Starting your own company can be a daunting undertaking. I set Cosmo Films up at a time when I knew there was a feature coming down the tracks, Sing Street, in 2014 so it gave me the assurance that there would be some funds running through the company before long. This can be the most stressful part of running your own company – ensuring there is always cash-flow to cover the overheads etc. I worked with great lawyers and accountants when setting the company up and I would advise any one looking to set up a production company to do the same. Surround yourself with good, knowledgeable people. You don’t have to know every thing, but need to work with people who do. Once that side of it is set up in a proper way and all the legal and financial responsibilities of running a company are being taken care of you, as a producer, can focus on what you should be focused on – making great content for the marketplace! Another tip I would give is to surround yourself with a smart, hardworking team (doesn’t have to be a big team) in the company – a development person, a head of production and an administrator at a minimum I would say. People who share the same creative ideals as you do ideally. Also, make sure you have a clear business plan for the company, what is it you want to do and be known for? How can you carve out your niche in an overcrowded industry etc.. Try to make your company stand out for the others around you. Branding is key.

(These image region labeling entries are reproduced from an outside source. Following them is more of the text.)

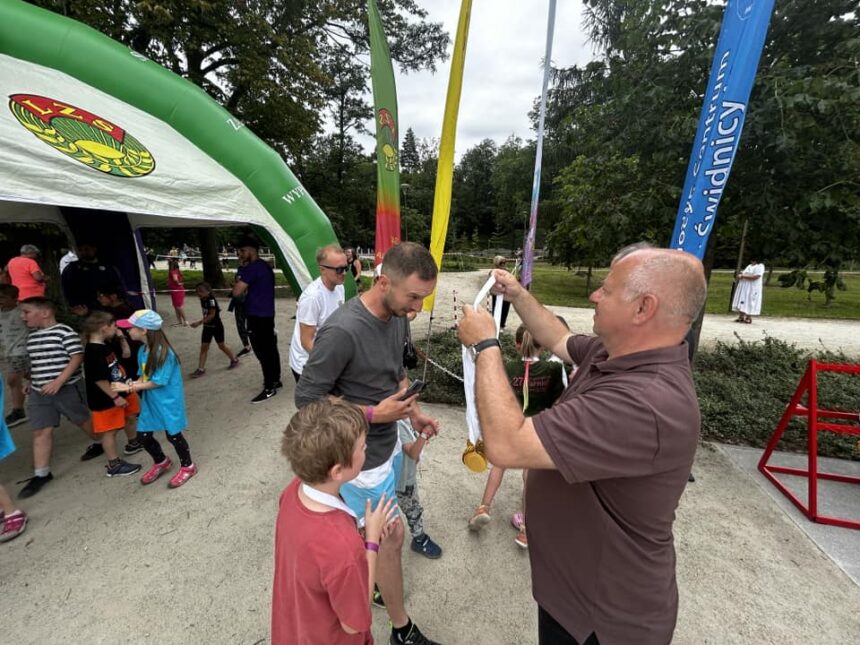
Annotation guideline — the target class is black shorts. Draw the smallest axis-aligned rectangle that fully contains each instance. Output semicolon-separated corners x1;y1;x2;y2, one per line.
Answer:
201;320;224;345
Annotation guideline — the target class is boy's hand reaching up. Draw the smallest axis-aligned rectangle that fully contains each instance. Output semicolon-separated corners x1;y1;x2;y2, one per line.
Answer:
364;495;397;544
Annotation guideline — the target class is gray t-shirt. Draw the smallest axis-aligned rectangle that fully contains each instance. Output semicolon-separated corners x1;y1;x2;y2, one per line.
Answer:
296;298;408;470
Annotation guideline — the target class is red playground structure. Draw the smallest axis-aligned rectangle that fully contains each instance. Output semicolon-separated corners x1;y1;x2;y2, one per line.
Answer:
758;358;860;529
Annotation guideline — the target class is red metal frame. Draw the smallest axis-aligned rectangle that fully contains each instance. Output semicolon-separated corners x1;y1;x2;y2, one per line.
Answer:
758;358;860;529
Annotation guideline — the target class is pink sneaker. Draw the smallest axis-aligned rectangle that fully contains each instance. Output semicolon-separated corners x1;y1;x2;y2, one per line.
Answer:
167;464;197;488
0;511;27;542
140;457;173;486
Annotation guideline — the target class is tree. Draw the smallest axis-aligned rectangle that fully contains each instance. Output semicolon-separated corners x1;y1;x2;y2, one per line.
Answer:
547;0;860;286
490;136;535;254
450;139;497;237
400;128;421;175
547;156;639;294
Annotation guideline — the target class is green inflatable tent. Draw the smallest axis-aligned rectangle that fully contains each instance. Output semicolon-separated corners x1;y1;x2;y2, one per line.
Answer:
0;0;354;306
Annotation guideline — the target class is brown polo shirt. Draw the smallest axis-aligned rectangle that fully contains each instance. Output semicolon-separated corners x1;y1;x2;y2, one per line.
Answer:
526;336;699;645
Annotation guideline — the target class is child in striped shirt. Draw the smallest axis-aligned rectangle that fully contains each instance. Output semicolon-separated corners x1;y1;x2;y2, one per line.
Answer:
18;296;101;498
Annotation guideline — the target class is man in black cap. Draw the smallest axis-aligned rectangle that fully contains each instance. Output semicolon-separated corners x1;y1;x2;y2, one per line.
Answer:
233;240;282;403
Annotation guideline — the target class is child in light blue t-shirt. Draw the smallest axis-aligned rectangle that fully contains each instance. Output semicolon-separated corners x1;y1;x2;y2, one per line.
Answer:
396;420;442;560
111;309;197;488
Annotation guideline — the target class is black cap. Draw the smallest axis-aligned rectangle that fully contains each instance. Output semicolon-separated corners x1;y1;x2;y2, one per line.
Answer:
236;237;260;250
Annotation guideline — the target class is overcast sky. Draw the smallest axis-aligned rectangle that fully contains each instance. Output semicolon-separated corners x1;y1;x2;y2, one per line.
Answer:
352;0;592;159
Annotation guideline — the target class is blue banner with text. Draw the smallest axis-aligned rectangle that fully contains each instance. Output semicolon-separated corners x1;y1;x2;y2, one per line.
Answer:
669;0;774;259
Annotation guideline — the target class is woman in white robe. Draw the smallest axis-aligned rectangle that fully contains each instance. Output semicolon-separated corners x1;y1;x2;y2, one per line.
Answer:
732;260;764;324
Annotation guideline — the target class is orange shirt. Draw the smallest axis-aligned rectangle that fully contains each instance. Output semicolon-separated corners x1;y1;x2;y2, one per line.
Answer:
6;255;45;300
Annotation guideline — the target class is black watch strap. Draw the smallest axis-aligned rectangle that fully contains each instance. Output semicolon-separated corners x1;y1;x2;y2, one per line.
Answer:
472;338;502;358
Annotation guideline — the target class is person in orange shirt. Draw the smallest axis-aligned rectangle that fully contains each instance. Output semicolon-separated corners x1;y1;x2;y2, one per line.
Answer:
6;244;45;301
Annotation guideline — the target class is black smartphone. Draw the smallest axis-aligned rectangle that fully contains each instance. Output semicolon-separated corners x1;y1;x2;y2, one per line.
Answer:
400;378;425;401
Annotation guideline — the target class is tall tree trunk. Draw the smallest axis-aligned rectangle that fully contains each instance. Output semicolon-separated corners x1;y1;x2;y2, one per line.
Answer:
724;216;750;313
197;226;224;289
686;229;717;363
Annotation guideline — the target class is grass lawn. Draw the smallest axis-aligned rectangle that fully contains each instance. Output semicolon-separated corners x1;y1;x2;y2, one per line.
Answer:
532;263;860;319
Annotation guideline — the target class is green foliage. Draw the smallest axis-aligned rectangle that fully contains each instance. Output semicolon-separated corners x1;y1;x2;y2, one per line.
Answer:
409;327;517;405
779;269;848;307
34;0;449;161
409;329;860;459
547;156;639;269
694;338;860;458
546;0;860;270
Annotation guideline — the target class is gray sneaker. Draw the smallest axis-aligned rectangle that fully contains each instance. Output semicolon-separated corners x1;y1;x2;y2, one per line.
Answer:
105;459;141;477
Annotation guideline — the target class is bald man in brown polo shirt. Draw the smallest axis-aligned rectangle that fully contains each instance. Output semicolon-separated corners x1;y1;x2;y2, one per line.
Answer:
459;247;706;645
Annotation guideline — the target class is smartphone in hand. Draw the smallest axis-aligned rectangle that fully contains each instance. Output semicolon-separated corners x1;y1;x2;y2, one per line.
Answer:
400;378;426;401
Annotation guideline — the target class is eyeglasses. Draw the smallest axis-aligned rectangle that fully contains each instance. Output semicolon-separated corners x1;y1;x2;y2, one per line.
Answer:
320;264;349;275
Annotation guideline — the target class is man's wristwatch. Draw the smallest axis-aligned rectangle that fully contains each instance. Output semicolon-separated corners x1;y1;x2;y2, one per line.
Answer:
469;338;502;361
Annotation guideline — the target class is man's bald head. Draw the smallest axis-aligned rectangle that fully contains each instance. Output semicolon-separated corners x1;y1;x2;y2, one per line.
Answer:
612;245;707;327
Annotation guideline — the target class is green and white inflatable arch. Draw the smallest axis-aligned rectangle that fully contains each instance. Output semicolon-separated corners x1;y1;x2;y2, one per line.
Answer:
0;0;346;293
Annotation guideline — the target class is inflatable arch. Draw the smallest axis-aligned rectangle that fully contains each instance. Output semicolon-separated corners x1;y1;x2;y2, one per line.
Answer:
0;0;354;305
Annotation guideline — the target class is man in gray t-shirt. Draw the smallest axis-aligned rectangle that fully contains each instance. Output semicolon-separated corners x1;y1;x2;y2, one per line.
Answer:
296;242;439;645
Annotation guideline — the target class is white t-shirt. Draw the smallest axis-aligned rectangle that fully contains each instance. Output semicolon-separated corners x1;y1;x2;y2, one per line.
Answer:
290;278;345;374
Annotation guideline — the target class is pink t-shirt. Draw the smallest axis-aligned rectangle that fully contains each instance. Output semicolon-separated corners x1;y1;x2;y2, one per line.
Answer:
6;255;45;300
272;478;373;645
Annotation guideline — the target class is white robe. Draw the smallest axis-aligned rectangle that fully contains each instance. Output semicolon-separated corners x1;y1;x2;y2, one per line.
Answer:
732;262;764;316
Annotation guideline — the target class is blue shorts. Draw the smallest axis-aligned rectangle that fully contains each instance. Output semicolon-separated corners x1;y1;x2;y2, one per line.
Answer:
340;452;403;526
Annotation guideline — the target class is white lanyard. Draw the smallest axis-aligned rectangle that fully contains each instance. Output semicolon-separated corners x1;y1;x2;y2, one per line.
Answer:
302;482;358;519
473;275;504;338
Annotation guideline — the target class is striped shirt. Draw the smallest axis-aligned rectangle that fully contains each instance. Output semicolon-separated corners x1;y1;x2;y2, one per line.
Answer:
27;323;84;388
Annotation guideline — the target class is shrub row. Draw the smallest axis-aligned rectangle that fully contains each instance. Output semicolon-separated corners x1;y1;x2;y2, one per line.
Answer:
409;329;860;459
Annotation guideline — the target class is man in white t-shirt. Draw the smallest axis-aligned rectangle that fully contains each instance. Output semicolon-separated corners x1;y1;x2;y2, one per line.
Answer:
290;244;349;383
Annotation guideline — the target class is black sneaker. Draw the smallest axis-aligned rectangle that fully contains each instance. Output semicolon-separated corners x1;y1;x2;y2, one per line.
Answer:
105;459;141;477
389;623;440;645
6;410;27;428
251;388;278;403
412;533;442;560
370;584;385;609
81;443;105;461
18;473;54;499
122;439;143;455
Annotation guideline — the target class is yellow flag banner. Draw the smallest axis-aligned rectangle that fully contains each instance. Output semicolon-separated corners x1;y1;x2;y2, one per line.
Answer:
424;0;472;311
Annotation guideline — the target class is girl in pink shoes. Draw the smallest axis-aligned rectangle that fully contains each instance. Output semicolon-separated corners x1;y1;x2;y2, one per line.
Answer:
111;309;197;488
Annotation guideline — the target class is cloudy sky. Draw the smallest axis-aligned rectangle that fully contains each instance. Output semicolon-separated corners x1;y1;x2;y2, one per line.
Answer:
352;0;592;159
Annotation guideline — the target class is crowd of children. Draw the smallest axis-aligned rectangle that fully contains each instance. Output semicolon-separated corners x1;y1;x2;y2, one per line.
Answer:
0;245;566;644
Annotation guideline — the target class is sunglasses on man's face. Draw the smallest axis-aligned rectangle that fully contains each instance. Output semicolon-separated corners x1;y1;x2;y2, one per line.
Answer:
320;264;349;275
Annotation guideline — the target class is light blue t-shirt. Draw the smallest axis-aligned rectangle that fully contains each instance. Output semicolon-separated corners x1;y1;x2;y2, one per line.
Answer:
137;345;188;434
0;374;15;459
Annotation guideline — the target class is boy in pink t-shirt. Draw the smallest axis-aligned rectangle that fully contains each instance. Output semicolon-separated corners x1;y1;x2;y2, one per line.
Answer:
272;399;399;645
6;244;45;301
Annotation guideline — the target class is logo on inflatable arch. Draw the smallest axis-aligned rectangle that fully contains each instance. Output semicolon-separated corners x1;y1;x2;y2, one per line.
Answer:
9;94;155;177
376;108;397;171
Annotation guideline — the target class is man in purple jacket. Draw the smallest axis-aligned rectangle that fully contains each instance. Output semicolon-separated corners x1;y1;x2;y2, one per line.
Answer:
233;240;282;403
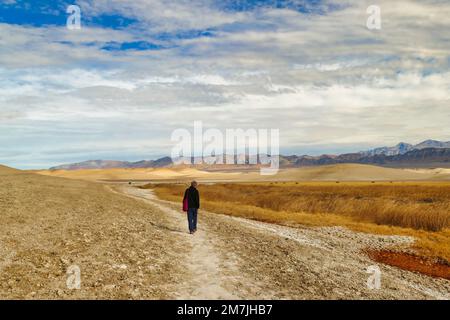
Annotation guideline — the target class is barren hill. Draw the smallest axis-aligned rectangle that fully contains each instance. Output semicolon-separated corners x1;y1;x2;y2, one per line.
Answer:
38;164;450;182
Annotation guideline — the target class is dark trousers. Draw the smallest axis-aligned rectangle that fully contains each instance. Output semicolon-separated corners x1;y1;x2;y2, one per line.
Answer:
188;208;198;232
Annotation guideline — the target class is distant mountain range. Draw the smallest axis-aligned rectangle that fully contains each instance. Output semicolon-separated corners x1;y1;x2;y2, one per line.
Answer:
50;140;450;170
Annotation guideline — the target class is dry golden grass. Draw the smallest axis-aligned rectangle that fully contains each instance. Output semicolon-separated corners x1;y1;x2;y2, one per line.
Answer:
148;182;450;261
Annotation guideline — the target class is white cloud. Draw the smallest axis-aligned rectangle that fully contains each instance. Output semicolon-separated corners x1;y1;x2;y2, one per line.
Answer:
0;0;450;169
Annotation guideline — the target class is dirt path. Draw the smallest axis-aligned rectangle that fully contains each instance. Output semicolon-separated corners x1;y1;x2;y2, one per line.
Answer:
117;186;450;299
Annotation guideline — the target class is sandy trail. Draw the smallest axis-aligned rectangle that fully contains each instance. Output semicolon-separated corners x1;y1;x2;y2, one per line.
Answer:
114;186;450;299
121;188;240;299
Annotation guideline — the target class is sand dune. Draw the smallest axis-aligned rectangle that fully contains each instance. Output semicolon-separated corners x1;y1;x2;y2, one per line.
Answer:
38;164;450;181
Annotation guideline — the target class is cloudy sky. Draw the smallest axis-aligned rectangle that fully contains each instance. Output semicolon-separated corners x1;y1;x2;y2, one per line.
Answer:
0;0;450;168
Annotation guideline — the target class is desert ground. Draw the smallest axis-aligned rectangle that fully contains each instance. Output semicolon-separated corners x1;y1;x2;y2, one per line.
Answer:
0;166;450;299
37;164;450;182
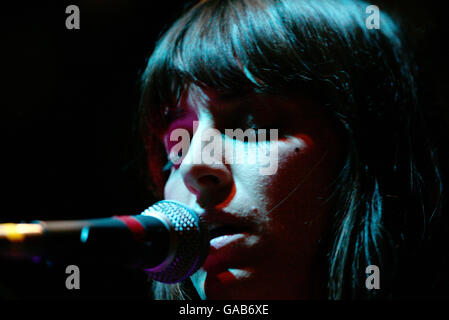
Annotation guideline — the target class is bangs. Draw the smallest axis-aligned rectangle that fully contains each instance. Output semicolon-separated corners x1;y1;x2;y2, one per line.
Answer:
139;0;400;195
142;0;396;130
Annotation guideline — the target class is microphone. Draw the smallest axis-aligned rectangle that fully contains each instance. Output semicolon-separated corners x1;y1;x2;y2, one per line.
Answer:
0;200;209;283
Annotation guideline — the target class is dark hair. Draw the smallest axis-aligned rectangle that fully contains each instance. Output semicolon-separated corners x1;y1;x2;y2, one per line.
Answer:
140;0;447;299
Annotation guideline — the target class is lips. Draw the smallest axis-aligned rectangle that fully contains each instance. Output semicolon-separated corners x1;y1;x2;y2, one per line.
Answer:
201;211;257;273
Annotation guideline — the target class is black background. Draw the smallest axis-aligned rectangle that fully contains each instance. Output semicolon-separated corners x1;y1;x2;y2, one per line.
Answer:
0;0;449;299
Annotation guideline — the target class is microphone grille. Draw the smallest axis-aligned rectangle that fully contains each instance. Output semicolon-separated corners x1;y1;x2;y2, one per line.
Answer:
142;200;209;283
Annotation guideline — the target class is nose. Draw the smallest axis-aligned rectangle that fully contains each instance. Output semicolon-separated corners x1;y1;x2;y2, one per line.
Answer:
179;121;235;208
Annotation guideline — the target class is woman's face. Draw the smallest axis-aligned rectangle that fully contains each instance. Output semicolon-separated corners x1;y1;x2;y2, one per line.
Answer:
163;86;340;299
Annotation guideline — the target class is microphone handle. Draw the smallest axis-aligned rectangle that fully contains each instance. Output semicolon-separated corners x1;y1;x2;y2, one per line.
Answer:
0;215;170;269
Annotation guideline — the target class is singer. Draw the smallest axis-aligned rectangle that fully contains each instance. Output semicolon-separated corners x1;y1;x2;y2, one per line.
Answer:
140;0;449;299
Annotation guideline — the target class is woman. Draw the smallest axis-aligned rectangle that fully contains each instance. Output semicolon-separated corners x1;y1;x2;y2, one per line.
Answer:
136;0;447;299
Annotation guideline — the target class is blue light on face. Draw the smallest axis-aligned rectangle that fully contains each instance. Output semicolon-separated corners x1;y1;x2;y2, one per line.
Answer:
80;226;89;243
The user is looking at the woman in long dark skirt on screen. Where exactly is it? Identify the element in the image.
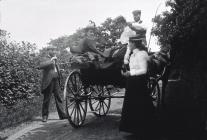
[119,37,155,137]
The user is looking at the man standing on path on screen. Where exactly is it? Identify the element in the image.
[39,47,67,122]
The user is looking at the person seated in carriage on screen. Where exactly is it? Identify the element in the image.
[70,22,107,60]
[120,10,147,65]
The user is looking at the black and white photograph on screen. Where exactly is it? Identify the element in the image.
[0,0,207,140]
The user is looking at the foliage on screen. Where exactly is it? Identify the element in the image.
[153,0,207,99]
[48,15,127,50]
[153,0,207,64]
[0,30,39,106]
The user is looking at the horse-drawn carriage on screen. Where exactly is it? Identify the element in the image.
[58,46,167,128]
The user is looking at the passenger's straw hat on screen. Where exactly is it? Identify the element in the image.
[132,10,141,15]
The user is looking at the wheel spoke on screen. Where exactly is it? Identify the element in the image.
[78,105,83,122]
[103,102,108,108]
[102,102,106,114]
[95,102,100,111]
[70,104,76,117]
[80,103,86,113]
[67,102,75,108]
[92,100,98,105]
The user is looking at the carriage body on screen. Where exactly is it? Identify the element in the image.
[61,47,165,128]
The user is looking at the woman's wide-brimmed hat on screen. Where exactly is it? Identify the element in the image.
[132,10,141,15]
[84,22,96,32]
[129,35,145,43]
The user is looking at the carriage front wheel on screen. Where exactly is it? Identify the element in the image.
[65,71,87,128]
[89,85,111,117]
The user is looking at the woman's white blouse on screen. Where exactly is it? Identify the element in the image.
[129,49,148,76]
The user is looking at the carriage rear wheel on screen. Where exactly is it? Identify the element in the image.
[89,85,111,117]
[65,71,87,128]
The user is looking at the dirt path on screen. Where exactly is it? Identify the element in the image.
[4,92,136,140]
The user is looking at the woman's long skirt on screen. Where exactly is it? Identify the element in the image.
[119,75,155,135]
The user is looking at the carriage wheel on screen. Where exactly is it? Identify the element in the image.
[65,71,87,128]
[150,80,162,109]
[89,85,111,117]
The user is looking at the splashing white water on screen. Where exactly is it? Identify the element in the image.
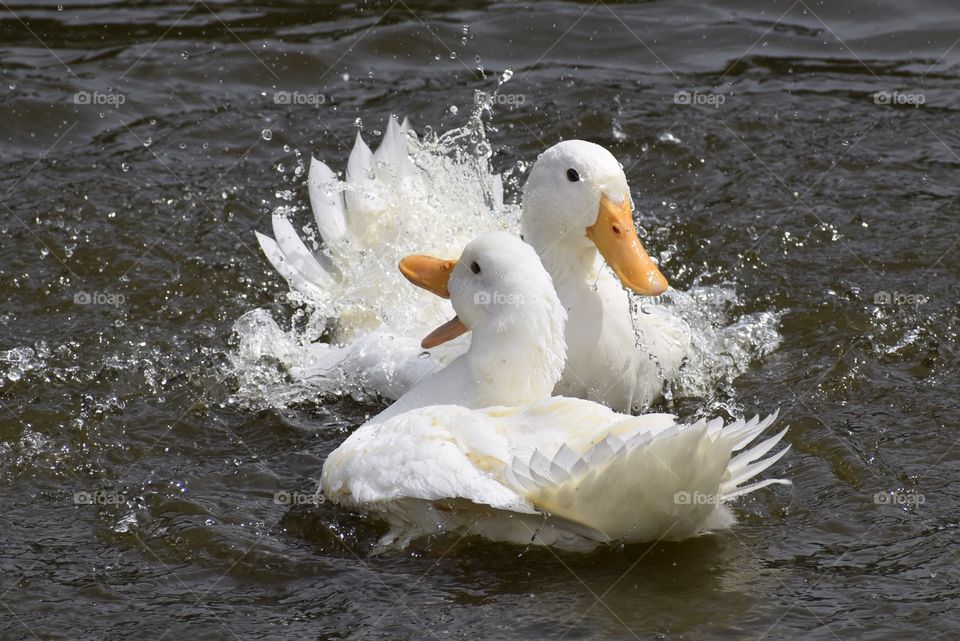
[229,97,779,407]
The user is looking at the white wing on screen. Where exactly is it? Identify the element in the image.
[251,117,517,399]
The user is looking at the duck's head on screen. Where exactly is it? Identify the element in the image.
[400,232,567,391]
[520,140,667,296]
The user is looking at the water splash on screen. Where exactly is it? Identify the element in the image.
[229,99,780,407]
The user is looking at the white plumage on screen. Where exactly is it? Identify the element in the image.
[321,232,789,550]
[257,118,691,411]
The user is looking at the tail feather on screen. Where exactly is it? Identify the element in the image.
[271,213,334,288]
[373,116,416,184]
[254,232,329,301]
[504,415,789,541]
[307,158,347,246]
[344,132,384,220]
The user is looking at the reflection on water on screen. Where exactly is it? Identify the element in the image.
[0,0,960,639]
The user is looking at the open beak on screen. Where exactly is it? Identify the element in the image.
[587,194,668,296]
[399,255,470,349]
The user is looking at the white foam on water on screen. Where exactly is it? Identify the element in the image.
[228,92,780,407]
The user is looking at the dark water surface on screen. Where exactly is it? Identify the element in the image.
[0,0,960,640]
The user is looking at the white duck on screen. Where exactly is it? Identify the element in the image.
[257,119,691,411]
[320,233,789,551]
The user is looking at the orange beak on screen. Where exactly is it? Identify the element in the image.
[399,255,470,349]
[399,255,457,298]
[587,194,668,296]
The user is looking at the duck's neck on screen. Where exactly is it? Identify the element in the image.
[530,238,603,294]
[466,301,567,406]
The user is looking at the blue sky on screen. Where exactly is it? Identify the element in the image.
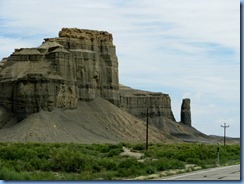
[0,0,240,137]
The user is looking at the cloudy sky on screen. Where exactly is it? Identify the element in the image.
[0,0,240,137]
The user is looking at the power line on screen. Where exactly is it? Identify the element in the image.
[221,123,229,146]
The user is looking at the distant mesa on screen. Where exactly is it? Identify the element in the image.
[0,28,217,142]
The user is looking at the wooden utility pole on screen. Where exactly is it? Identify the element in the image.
[146,108,149,151]
[221,123,229,146]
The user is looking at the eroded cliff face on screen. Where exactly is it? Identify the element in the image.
[0,28,119,119]
[0,28,182,124]
[180,98,191,127]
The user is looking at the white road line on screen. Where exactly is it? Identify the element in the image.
[161,165,237,180]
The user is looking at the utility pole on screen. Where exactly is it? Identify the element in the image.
[146,108,149,151]
[221,123,229,146]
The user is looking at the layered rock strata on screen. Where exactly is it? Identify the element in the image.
[0,28,185,128]
[180,98,191,126]
[0,28,119,119]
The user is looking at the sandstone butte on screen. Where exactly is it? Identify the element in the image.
[0,28,214,143]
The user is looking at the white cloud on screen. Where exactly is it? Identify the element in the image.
[0,0,240,135]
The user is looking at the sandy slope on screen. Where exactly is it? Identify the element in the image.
[0,98,179,143]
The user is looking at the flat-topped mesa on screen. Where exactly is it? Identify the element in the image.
[59,28,113,43]
[0,28,119,119]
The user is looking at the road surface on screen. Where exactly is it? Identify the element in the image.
[157,164,240,180]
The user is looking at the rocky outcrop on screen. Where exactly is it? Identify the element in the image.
[180,98,191,127]
[0,29,119,120]
[0,28,191,134]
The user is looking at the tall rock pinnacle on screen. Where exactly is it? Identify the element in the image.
[180,98,191,126]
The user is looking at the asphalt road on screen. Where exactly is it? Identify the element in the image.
[157,164,240,180]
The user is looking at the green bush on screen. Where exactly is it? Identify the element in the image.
[0,143,240,180]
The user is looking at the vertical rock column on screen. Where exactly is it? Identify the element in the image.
[180,98,191,127]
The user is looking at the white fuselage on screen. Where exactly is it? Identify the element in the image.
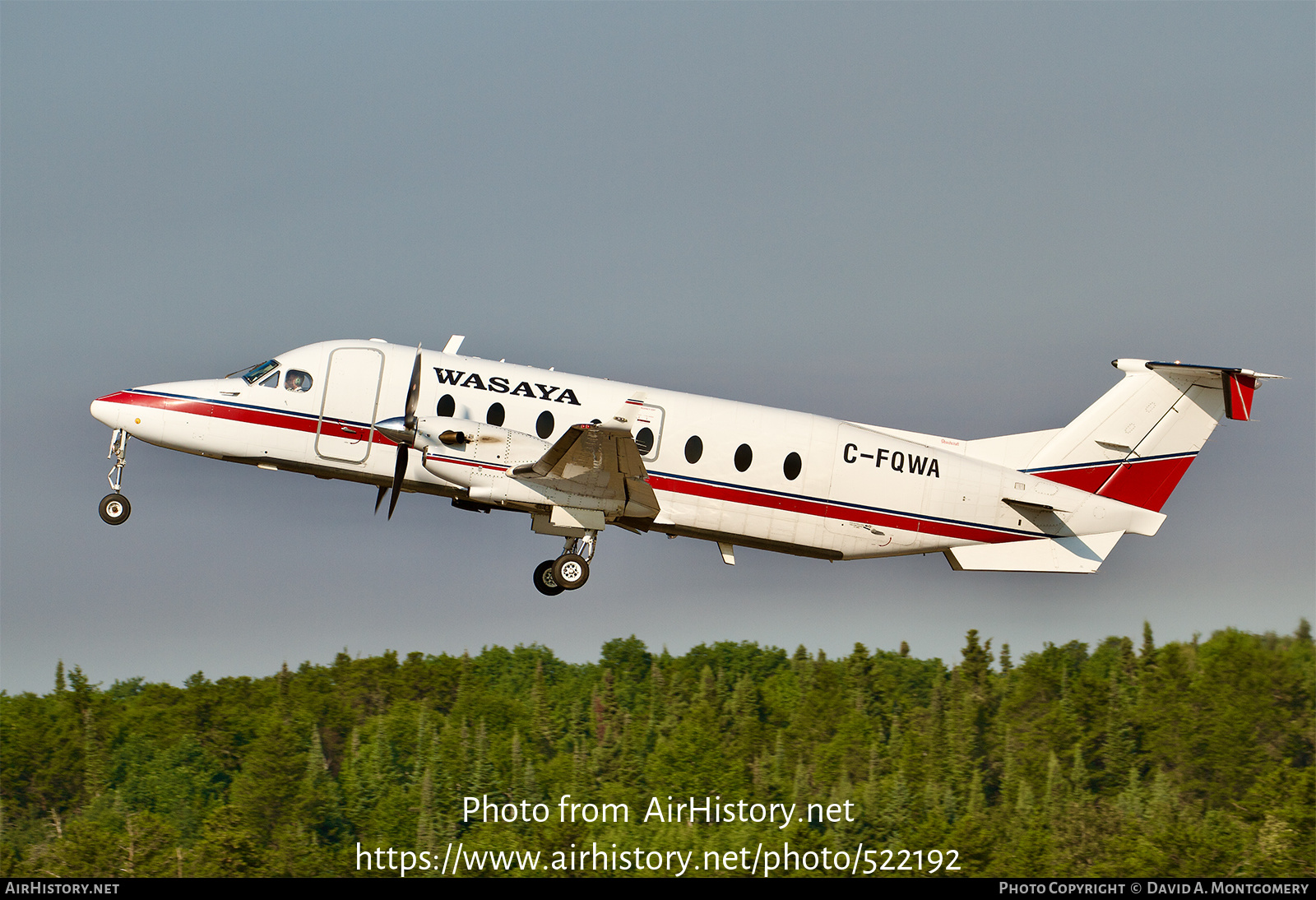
[92,341,1161,559]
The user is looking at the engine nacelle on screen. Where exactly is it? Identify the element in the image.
[415,415,553,503]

What are you working on at the moment?
Growing the company.
Building a strong slate of projects – original content, content based on books etc.
Working on financing a number of Co-Productions – one with Spain, one with the US and another with Canada.
Developing and financing projects with a number of directors I have worked with a number of times previously – such as John Carney (Once, Sing Street) and Carmel Winters (Snap) etc.